How Does Next-Generation Sequencing (NGS) Work?

Next-Generation Sequencing (NGS) determines the precise order of nucleotides within DNA or RNA molecules on an unprecedented scale. Often called massively parallel sequencing, this technology reads millions of DNA fragments simultaneously, revolutionizing the field of genomics. NGS succeeded traditional Sanger sequencing, which was slow and labor-intensive, only able to sequence one fragment at a time. The parallel nature of NGS drastically increased throughput, making large-scale projects like whole-genome sequencing feasible and routine. The entire process involves converting genetic material into a specialized library, amplifying fragments into detectable clusters, chemically reading the sequence, and processing the resulting data.

Preparing the Genetic Material

The initial phase of NGS involves converting the raw biological sample into a standardized sequencing library. This preparation ensures the genetic material is compatible with the sequencing instrument. The starting material, which can be DNA or cDNA converted from RNA, is first broken down into smaller pieces, typically 200 to 600 base pairs long. Fragmentation is achieved through physical methods, such as sonication, or enzymatic methods.

After fragmentation, the ends of these short pieces are enzymatically repaired to create blunt ends. A single adenine base is often added to the 3’ end of each fragment, known as A-tailing. This modification prepares the fragments for the attachment of synthetic DNA sequences called adapters.

Adapters are short, customized oligonucleotides ligated to both ends of every fragmented piece. These specialized sequences serve several functions:

  • Providing binding sites for primers used during amplification and sequencing.
  • Containing sequences complementary to oligonucleotides fixed to the flow cell surface, allowing physical attachment.
  • Incorporating molecular barcodes, or indexes, which allow multiple distinct samples to be sequenced simultaneously.

Massively Parallel Amplification

After library preparation, the fragments must be amplified to generate a strong signal for the sequencer’s detection system. Since NGS platforms cannot detect a single molecule, millions of copies of each unique fragment must be created. This amplification is performed in situ, occurring directly on the flow cell surface, a glass slide containing millions of fixed primers.

The most common technique for this clonal amplification is bridge amplification. Here, the fragmented DNA “bridges” between two different types of fixed primers on the flow cell surface. A DNA polymerase extends the strand, creating a double-stranded bridge.
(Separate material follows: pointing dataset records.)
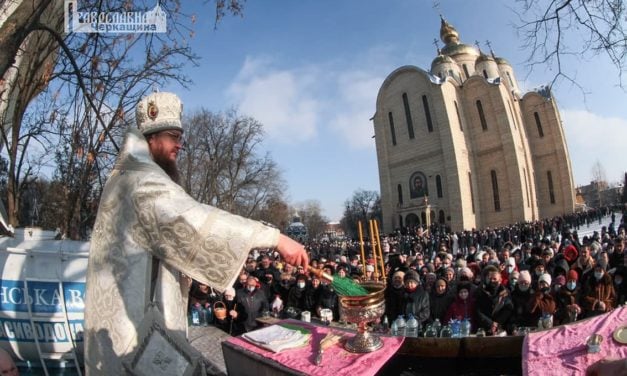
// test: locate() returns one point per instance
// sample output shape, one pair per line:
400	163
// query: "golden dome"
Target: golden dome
450	37
442	59
448	34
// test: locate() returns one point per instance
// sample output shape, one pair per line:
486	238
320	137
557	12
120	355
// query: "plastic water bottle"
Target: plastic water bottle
202	315
446	332
437	327
195	315
430	332
412	326
385	325
394	328
456	328
209	310
401	325
465	328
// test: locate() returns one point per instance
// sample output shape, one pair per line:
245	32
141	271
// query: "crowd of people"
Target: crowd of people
501	280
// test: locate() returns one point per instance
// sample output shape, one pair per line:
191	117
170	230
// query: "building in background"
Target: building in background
599	194
460	145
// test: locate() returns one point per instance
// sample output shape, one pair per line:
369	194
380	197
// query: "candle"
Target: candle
361	245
Denaturation separates the two strands, and each single strand folds over to anneal to a nearby complementary primer, forming a new bridge.

Repeated cycles of denaturation and extension result in the formation of dense, localized clusters of identical DNA molecules. Each cluster originates from a single initial library fragment and acts as a distinct sequencing reaction. A single flow cell can support hundreds of millions of these clusters, generating the massively parallel array of templates needed for detection.

The Core Sequencing Reaction

With the clonal clusters established, the instrument begins determining the sequence using Sequencing by Synthesis (SBS). SBS is a cyclical process where a single base is identified at a time for every cluster across the flow cell. The reaction relies on the controlled incorporation of special fluorescently labeled nucleotides, which also function as reversible terminators.

In each cycle, all four nucleotide bases (A, C, G, and T) are simultaneously introduced to the flow cell, each tagged with a distinct fluorescent dye. The terminator component ensures that only a single complementary base is added to the growing DNA strand by the polymerase.

After incorporation, the flow cell is washed to remove unincorporated bases. A high-resolution camera then captures the fluorescent signal emitted by the newly added base in every cluster. The specific color recorded at each location indicates the identity of the incorporated base.

Following imaging, a chemical cleavage step removes both the fluorescent dye and the terminating component from the nucleotide. This deblocking action prepares the 3’ end of the strand to accept the next incoming nucleotide. The entire cycle of adding bases, imaging, and cleaving is repeated hundreds of times. This sequential readout generates a short sequence of data, known as a “read,” for every cluster on the flow cell.

Data Processing and Interpretation

The output from the sequencing instrument is a massive collection of raw images and fluorescent intensity measurements, not a linear genetic sequence. The first computational step is base calling, where raw light signals are digitally converted into nucleotide bases (A, T, C, or G). Each base call is assigned a quality score (Phred or Q-score), which represents the probability that the base was incorrectly identified.

These digital sequences, or reads, are then subjected to quality filtering. This process removes reads that are too short or have unacceptably low quality scores, as these introduce errors that compromise accuracy. Adapter sequences still attached to the ends of the fragments are also computationally trimmed to ensure accurate downstream analysis.

The cleaned, high-quality reads are now ready for alignment or assembly. Alignment involves computationally mapping the short reads back to a known reference genome, such as the human genome. Algorithms determine the most probable location where each read originated. For samples without a known reference, de novo assembly pieces the short reads together based on overlapping sequences to construct a new genome. Biologists use the final aligned data set to identify genetic variants, drawing conclusions about the sequenced sample.